Mais grave ainda foi que Paulo Nozolino, um fotógrafo e artista que particularmente estimo, se deixou enredar nas teias desta deslocada e abusiva “sugestão concentracionária”, para que afinal foi ssolicitado. O seu “espaço cénico” eram fotografias de prisioneiros que imediatamente identificávamos como sendo de campo de concentração, em flagrante contraste com as características da obra musical e, pelo modo como suscitavam a atenção, limitativas da concentração na escuta.
 
Mas também a execução musical esteve longe de ser feliz. O Schostakovich Ensemble, criado pelo pianista Filipe Pinto-Ribeiro fez jus ao seu nome. O exacerbamento dramático, a pulsação e o “rubato”, por vezes mais se diriam por sua vez sugerir, pesem ainda as diferenças de “instrumentarium”, o Quarteto nº 8 de Chostakovich, com o violoncelista Pavel Gomzkiavov e sobretudo a violinista Priya Mitchell em exagero de “vibrato”. Apenas o conhecido clarinetista Pascal Moraguès, “et pour cause…” (é clarinete principal da Orquestra de Paris e professor no Conservatório Nacional Superior de Música daquela cidade) teve as cores que a obra solicita.
 
Tantos talentos estimáveis para uma tão infeliz e abusiva concepção do concerto e sua realização, bem ao estilo de alguma “interdisciplinaridade” a despropósito que vai sendo característica da programação do CCB na era Mega Ferreira, de resto para um público muito selecto.

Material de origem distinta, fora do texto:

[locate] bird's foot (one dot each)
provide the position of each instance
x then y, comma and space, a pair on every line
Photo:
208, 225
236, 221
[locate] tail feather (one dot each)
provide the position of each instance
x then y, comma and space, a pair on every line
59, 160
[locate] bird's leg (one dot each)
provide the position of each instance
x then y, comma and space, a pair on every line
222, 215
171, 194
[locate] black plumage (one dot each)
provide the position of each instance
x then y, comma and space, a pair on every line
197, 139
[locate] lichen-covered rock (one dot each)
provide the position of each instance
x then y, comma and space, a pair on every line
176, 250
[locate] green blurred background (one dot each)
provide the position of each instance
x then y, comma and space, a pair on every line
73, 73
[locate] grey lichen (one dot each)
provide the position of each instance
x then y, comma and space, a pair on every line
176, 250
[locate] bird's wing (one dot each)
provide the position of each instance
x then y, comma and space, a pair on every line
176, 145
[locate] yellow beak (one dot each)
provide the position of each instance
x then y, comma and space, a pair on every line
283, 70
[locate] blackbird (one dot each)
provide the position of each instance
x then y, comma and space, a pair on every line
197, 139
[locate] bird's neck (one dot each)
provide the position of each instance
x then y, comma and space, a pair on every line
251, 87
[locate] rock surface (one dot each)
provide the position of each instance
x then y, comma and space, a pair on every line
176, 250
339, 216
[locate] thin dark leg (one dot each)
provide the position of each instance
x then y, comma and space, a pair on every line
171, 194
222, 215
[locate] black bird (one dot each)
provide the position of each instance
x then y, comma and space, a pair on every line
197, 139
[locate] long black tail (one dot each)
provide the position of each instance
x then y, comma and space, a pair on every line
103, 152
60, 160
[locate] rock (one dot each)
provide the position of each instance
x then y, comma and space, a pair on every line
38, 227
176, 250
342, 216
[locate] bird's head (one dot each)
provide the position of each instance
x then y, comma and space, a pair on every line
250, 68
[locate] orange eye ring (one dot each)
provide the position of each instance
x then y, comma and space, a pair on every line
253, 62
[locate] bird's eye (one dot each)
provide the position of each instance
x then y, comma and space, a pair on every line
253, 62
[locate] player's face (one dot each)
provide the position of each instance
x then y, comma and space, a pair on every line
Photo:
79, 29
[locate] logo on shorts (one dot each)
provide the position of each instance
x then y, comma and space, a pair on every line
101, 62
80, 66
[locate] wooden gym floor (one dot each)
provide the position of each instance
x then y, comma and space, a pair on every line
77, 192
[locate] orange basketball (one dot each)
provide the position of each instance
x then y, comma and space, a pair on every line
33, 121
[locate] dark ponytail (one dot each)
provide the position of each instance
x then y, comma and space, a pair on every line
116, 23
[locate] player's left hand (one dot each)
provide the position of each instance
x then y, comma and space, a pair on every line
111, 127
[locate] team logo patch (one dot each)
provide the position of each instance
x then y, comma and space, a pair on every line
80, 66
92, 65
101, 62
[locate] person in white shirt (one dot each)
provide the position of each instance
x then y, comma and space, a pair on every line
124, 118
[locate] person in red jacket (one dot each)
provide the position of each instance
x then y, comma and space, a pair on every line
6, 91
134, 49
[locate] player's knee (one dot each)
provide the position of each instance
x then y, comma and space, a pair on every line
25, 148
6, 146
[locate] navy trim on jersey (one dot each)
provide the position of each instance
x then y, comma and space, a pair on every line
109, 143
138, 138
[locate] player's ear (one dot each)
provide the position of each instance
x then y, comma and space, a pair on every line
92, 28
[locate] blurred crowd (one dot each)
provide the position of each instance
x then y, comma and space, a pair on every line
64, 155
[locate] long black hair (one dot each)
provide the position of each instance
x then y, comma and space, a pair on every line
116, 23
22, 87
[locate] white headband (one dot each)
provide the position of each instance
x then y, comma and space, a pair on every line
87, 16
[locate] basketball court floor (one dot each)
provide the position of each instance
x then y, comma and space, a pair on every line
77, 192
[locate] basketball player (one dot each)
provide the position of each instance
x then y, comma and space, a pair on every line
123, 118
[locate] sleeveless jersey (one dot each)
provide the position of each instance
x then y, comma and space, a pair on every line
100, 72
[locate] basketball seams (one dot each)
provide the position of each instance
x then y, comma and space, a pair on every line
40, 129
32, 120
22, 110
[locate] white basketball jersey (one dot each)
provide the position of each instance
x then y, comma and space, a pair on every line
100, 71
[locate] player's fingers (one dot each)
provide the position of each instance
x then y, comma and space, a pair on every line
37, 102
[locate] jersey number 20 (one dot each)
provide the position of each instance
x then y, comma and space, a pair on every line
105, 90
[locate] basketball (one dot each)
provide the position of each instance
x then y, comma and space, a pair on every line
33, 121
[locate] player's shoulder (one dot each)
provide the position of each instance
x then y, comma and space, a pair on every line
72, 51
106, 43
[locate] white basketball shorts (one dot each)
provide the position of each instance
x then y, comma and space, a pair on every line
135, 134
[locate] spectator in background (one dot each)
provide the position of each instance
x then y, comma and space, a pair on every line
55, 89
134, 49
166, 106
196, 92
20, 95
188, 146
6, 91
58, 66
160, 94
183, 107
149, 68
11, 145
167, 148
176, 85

Mas, e Messiaen? Antes do mais, não era ele que era suposto celebrar-se?
 
 
 
NB – Para ser justo, devo referir que, hoje mesmo em Paris, um dos intérpretes por excelência de Messiaen, o pianista Pierre-Laurent Aimard, apresentou no Théâtre des Champs-Elysées um programa na aparência semelhante em que a execução do Quator pour la fin des Temps era precedida de leitura de extractos de Sem Destino, obra de um sobrevivente dos campos de concentração, o húngaro Imre Kertész. Mas ao contrário do “envolvimento” poético e fotográfico do Quator no CCB, esse programa de Aimard intitulava-se “Captivités – L’art au prises avec les camps”, e note-se o plural, referido portanto a situações diferentes, e além da obra de Messiaen incluía outras de Schönberg, Ligeti e Kurtag, um programa de alusões e confrontações em suma, não de sugestão directa.

 

A eternidade sensível (Messiaen - VI, Quator - I)

 

Messiaen
Quarteto para o fim do Tempo
Steven Osborne, piano, Viviane Hagner, violino, Alban Gerhardt, violoncelo, Kari Kriokku, clarinete
Gulbenkian, 1 de Dezembro
 
Pode o público ser sensível à fé que anima e inspira um criador artístico, um compositor no caso? Não me parece possível dar uma resposta genérica, desde logo porque esse “público” é composto de concretos indivíduos e haverá crentes, agnósticos e ateus, e inclusive crentes de outras confissões. Mas creio que a questão é inevitável a propósito de Messiaen e nomeadamente do Quator pour la fin des Temps.
 
Não havendo resposta genérica posso pois responder por mim dizendo que, para o agnóstico que sou, Messiaen é, com Bach e Bruckner, um dos três compositores que sinto sem dúvida animados por uma “transcendência”. Mas porque, por uma lado, coloquei genericamente a questão no campo artístico e, por outro, falei especificamente de Messiaen, direi então também que há um outro artista, um cineasta, Andrei Tarkovski, perante cujas obras sinto tão sensíveis sinais duma crença transcendente. Há por certo outros grandes cineastas transcendentais, Dreyer ou Bresson, mas se Tarkovski me toca de modo tão particular para o que aqui importa é porque os sinais de remissão para essa “transcendência”, a “presença” de uma outra ordem, os encontro também no modo como torna palpáveis as matérias sensíveis, os ícones, a lama, a água. Com Messiaen sucede-me é que as suas obras, pela miríade de cores, polirrítmias e imensidão do espaço sonoro, sugerem-me o que, extrapolando uma analogia cinematográfica, diria ser um “contracampo transcendental”, uma ordem não apenas da criação mas da Criação, no seu pleno sentido panteísta.
 
O Quator pour la fin du Temps (e já explicarei porque mantenho o título original em francês) é uma obra ímpar, extraordinária, plena de sugestões pelas suas características musicais e também pelas suas alusões programáticas referentes ao livro do Apocalipse. Mas é também uma obra rodeada de uma aura muito particular porque é difícil desconhecer que foi composta e estreada estava Messiaen prisioneiro de guerra no campo de Görlitz na Silésia. A sua específica instrumentação, piano, violino, violoncelo e clarinete, foi motivada por concretos músicos que estavam detidos nesse campo e pelos instrumentos disponíveis.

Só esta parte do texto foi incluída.